Bitcoin’s halving may save market again, according to historical analysis
With the massive correction in the crypto market, more and more traders and investors are abandoning short- and medium-term forecasts and looking at macro data like Bitcoin’s halving cycles and the effect that they have in the crypto market.
Investors who use BTC halving as a market indicator often rely on the mid-halving, which sometimes becomes a bottom for the price of the digital gold. In the previous cycle, we saw a mid-term bounce off of the logarithmic support curve, which supposedly correlates with the 780th-880th day of the halving cycle.

Analysis based on Bitcoin’s halving model has its roots in the simple law of supply and demand. Block reward size is a tool that can directly affect Bitcoin total supply inflation, as miners put constant pressure on the market.
In two previous halving cycles, Bitcoin successfully bottomed out around the aforementioned day range, which is even more notable on the logarithmic chart.
Halving continues to affect the market
During the bullrun of 2021, many analysts, including Willy Woo, believed that the halving would no longer have such an impressive effect on the market as we have seen before.
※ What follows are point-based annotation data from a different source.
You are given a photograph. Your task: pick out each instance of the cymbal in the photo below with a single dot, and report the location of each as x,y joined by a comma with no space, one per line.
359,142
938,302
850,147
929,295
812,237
His main reasoning was the institutional exposure to the cryptocurrency market, which will bind him more to stocks and make him less independent.
We are yet to see the actual source of the pressure on the cryptocurrency market since Bitcoin is currently moving in correlation with the stock market, which had been plunging after unexpected inflation data and the Fed’s hawkishness.
In addition to macroeconomic pressure in the market, issues with Ethereum-based DeFi services and platforms are causing further panic in the market.